JunOS SNMP performance hints

darkfader · September 23, 2023, 2:42pm

This is a followup to threads like this one:

The core problem is that JunOS has a different SNMP daemon than most OS and it is handling bulk-getting of the tables very badly. This can lead to high CPU load and very slow processing of the requests made by checkmk. The issue scales with the number of active interfaces.

Here’s some advice how you can create filters for the snmp tables that will lessen the pain.

it has no effect to disable services on the server
you can use filter-interfaces on the switch to simply not report some interfaces
you can also use it to not report subinterfaces

that way, the volume of interfaces and polled OIDs loses the scaling issue.

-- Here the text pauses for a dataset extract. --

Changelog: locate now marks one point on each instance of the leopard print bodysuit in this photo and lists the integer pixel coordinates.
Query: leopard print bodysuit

Here’s an example configuration showing the most minimal snmp setup

xx@sw-da-ug-1# show snmp 
/* https://www.juniper.net/documentation/us/en/software/junos/network-mgmt/topics/topic-map/configuring-basic-snmp.html#id-filtering-interface-information-out-of-snmp-get-and-getnext-output */
filter-interfaces {
    interfaces {
        ipip;
        gre;
        jsrv;
        mtun;
        lsi;
        pimd;
        pime;
        tap;
        fti0;
        dsc;
        vme;
        "(a|t|x|g)e-[0-9]\/[0-9]+\/[0-9]+\.0$";
        gr-0/0/0;
        "irb$";
    }
    all-internal-interfaces;
}
community public {
    authorization read-only;
}

What this is doing:

filter out all internal stuff (OK on switches, but you need to modify if you run BGP or similar stuff that uses some of them)
filter out all SUBinterfaces/units on ethernet ports
filter out the main L3 interface (irb) but not any SUBinterfaces on that (irb.0, …)
filter out the vme interface, but keeping the vme0.0 subinterface (but please check on that in your env, especially if you run/don’t run VC)

here’s the same thing for copy-paste in set format, this can be copy-pasted and only shows the filters.

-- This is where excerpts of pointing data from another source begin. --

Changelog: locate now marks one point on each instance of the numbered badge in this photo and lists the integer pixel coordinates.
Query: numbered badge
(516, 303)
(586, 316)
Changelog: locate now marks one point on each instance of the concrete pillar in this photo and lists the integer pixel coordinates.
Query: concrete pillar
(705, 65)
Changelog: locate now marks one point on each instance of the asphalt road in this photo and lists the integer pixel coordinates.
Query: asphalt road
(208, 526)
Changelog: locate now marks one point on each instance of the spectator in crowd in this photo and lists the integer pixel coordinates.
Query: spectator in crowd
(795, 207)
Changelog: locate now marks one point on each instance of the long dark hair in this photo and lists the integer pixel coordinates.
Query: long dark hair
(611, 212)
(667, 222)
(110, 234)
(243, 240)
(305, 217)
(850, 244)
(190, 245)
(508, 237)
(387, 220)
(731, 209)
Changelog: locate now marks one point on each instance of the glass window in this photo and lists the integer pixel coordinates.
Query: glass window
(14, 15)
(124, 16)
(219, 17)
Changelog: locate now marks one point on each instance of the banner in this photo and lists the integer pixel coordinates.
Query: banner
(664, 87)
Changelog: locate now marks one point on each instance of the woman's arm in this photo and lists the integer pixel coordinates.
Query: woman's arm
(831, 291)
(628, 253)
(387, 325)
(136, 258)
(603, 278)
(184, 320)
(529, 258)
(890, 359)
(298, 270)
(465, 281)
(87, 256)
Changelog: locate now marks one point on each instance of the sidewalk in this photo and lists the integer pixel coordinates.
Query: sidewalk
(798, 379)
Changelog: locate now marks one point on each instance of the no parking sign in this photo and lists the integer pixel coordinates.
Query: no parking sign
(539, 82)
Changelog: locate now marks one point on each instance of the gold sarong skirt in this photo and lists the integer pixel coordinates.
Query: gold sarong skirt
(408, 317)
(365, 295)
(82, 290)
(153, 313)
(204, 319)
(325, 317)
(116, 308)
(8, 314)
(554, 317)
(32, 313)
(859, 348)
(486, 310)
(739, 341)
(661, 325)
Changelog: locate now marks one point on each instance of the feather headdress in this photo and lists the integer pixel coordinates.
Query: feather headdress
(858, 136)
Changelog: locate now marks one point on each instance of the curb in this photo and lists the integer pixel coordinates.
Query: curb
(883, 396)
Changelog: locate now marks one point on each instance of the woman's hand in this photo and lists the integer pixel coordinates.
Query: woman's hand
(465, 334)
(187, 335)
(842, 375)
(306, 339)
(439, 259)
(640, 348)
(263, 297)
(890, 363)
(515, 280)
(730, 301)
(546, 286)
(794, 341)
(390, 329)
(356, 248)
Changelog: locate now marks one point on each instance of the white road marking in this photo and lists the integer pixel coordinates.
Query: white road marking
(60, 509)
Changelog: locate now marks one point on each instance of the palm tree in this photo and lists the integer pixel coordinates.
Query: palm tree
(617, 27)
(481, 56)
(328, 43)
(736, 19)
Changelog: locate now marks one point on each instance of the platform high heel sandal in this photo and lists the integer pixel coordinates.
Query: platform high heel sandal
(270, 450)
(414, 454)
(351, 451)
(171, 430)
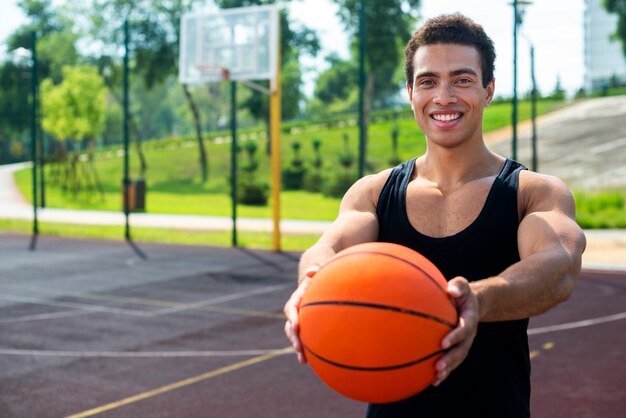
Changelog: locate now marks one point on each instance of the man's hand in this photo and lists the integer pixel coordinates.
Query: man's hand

set snmp filter-interfaces interfaces ipip
set snmp filter-interfaces interfaces gre
set snmp filter-interfaces interfaces jsrv
set snmp filter-interfaces interfaces mtun
set snmp filter-interfaces interfaces lsi
set snmp filter-interfaces interfaces pimd
set snmp filter-interfaces interfaces pime
set snmp filter-interfaces interfaces tap
set snmp filter-interfaces interfaces fti0
set snmp filter-interfaces interfaces dsc
set snmp filter-interfaces interfaces vme
set snmp filter-interfaces interfaces "(a|t|x|g)e-[0-9]\/[0-9]+\/[0-9]+\.0$"
set snmp filter-interfaces interfaces gr-0/0/0
set snmp filter-interfaces interfaces "irb$"
set snmp filter-interfaces all-internal-interfaces

effect

maybe this helps some of you. I had it on my TODO list since 2018!
now finally got to try it, and it works well for me: the time for a full scan on this EX4300-48P went down from 59s to 31s.
I’ve not tried it against other platforms, as of now, but removing a whole class of problem is nice.

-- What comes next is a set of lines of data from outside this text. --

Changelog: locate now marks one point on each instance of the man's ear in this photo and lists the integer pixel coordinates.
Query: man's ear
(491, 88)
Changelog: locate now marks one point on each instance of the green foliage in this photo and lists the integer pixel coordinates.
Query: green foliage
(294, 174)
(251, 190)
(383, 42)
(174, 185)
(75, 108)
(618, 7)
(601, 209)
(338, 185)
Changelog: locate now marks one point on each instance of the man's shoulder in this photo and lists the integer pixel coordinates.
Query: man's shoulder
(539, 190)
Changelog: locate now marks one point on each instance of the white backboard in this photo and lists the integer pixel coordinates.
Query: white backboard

It is a lot easier than creating custom views and probably also hooks into a more efficient spot of the OS’ counter handling.

debugging

you can look at the statistics of how you’re polling info from the device. note that v1/v2c and v3 are handled differently. only v3 has support for custom views per requesting agent.

SNMP statistics:
  Input:
    Packets: 2424567, Bad versions: 0, Bad community names: 2,
    Bad community uses: 0, ASN parse errors: 0,
    Too bigs: 0, No such names: 0, Bad values: 0,
    Read onlys: 0, General errors: 0,
    Total request varbinds: 24002714, Total set varbinds: 0,
    Get requests: 16270, Get nexts: 10726, Set requests: 0,
    Get responses: 0, Traps: 0,
    Silent drops: 0, Proxy drops: 0, Commit pending drops: 0,
    Throttle drops: 0, Duplicate request drops: 0
  V3 Input:
    Unknown security models: 0, Invalid messages: 0
    Unknown pdu handlers: 0, Unavailable contexts: 0
    Unknown contexts: 0, Unsupported security levels: 0
    Not in time windows: 0, Unknown user names: 0
    Unknown engine ids: 0, Wrong digests: 0, Decryption errors: 0
  Output:
    Packets: 2424565, Too bigs: 0, No such names: 0,
    Bad values: 0, General errors: 0,
	Get requests: 0, Get nexts: 0, Set requests: 0,
    Get responses: 2424565, Traps: 0
  Performance:
    Average response time(ms): 55.94
Number of requests dispatched to subagents in last:
      1 minute:0, 5 minutes:535, 15 minutes:929
Number of responses dispatched to NMS in last:
      1 minute:0, 5 minutes:535, 15 minutes:929

You can find more debugging help hidden away at the very end of the JunOS SNMP FAQ

limiting factors

further tuning would be done on the checkmk server side by modifying the snmp polling settings or disabling bulk requests.
It would be best to measure the impact, but it would need to be done on a device with a single core CPU (ex2200c, ex2300) to really find the optimum.

if someone has inputs, just add/edit them.

on some vendors you can also influence the interval how often the counters in the switch hardware are polled (i.e. cisco, mellanox). I’m not sure if it was possible on JunOS, but IF it is possible and doesn’t mess with your accounting, you definitely should do that.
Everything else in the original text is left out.